In conventional reinforced concrete design, end anchorage between reinforcing steel elements and concrete is achieved by means of hooked ends to the reinforcement. In critical structures, or in situations where the level of reinforcement is high, it may not be possible to incorporate hooked ends, and in such situations, headed anchors are often used. These transfer anchorage loads into the concrete by means of a steel plate, which is fixed mechanically to the end of the reinforcing steel.
Headed anchors come in many proprietary systems, which vary in the way in which the head is attached to the reinforcing steel. This may for example be by a threaded connection, a friction weld, a hot forged head or a swaged connection. R-Tech has experience of testing all of these systems.

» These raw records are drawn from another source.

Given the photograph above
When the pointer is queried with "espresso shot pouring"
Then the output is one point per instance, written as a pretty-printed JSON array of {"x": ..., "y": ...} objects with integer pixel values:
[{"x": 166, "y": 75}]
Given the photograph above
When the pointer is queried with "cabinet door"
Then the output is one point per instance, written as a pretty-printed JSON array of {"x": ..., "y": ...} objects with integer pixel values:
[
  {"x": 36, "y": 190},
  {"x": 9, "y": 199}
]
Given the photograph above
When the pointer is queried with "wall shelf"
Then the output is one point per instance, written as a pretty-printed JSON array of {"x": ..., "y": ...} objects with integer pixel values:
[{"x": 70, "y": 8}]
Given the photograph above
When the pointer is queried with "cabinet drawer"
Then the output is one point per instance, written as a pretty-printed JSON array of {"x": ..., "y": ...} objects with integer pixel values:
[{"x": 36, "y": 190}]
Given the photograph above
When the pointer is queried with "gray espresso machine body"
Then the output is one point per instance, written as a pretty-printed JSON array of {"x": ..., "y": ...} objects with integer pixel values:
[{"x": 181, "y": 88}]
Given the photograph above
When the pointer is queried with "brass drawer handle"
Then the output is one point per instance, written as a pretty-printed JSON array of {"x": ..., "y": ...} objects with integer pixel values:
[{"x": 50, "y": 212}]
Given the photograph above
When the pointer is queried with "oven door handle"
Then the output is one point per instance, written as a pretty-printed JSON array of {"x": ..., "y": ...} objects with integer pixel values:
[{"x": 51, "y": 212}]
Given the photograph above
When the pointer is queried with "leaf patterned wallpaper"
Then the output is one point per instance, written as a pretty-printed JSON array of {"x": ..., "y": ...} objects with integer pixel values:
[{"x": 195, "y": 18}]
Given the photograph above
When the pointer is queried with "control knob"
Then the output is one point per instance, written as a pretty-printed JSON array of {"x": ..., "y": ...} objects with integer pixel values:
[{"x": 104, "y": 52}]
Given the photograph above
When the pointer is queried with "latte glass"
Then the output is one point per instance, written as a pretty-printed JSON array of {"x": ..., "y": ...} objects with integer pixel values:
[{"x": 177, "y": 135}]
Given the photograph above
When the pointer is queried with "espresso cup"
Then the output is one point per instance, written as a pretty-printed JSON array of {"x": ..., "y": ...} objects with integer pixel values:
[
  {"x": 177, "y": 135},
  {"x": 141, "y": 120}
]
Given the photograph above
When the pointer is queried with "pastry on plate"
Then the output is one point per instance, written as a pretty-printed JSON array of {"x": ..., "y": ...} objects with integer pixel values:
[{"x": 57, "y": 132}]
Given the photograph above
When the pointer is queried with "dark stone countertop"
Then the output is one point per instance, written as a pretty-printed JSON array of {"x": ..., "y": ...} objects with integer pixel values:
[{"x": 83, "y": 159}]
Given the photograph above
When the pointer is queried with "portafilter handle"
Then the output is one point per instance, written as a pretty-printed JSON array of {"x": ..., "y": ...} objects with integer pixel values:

Although they have been in use for many years, particularly in the USA, their use in the UK is starting to increase, driven in particular by their use in the new nuclear construction programme. The requirements for headed anchors have been incorporated into the Sellafield Engineering Standard ES_0_3110_2, within which headed anchors are subject to the full range of tests normally applied to mechanical couplers. R-Tech is able to conduct the full range of tests on headed anchors specified by the Sellafield standard, which also forms the basis for the CARES approval scheme for headed anchors.
The international standard ISO 15698 Part 1 (requirements) and Part 2 (test methods) were published in 2012. Although not adopted as British Standards, these form the basis for the general specification and testing of headed anchors in the UK. Routine tests involve a standard tensile test, and a wedge tensile test. In the standard tensile test, the head of the anchor has to be supported by a plate with a hole of defined dimensions through which the bar passes. R-Tech has designed and built a purpose-made rig for testing of headed anchors, which can test all sizes up to 40mm diameter. In the wedge tensile test, a wedge is used to apply the load along the bar with an intentional misalignment to the plane of the anchor head. Again, R-Tech has a purpose-designed system for conducting these wedge tensile tests.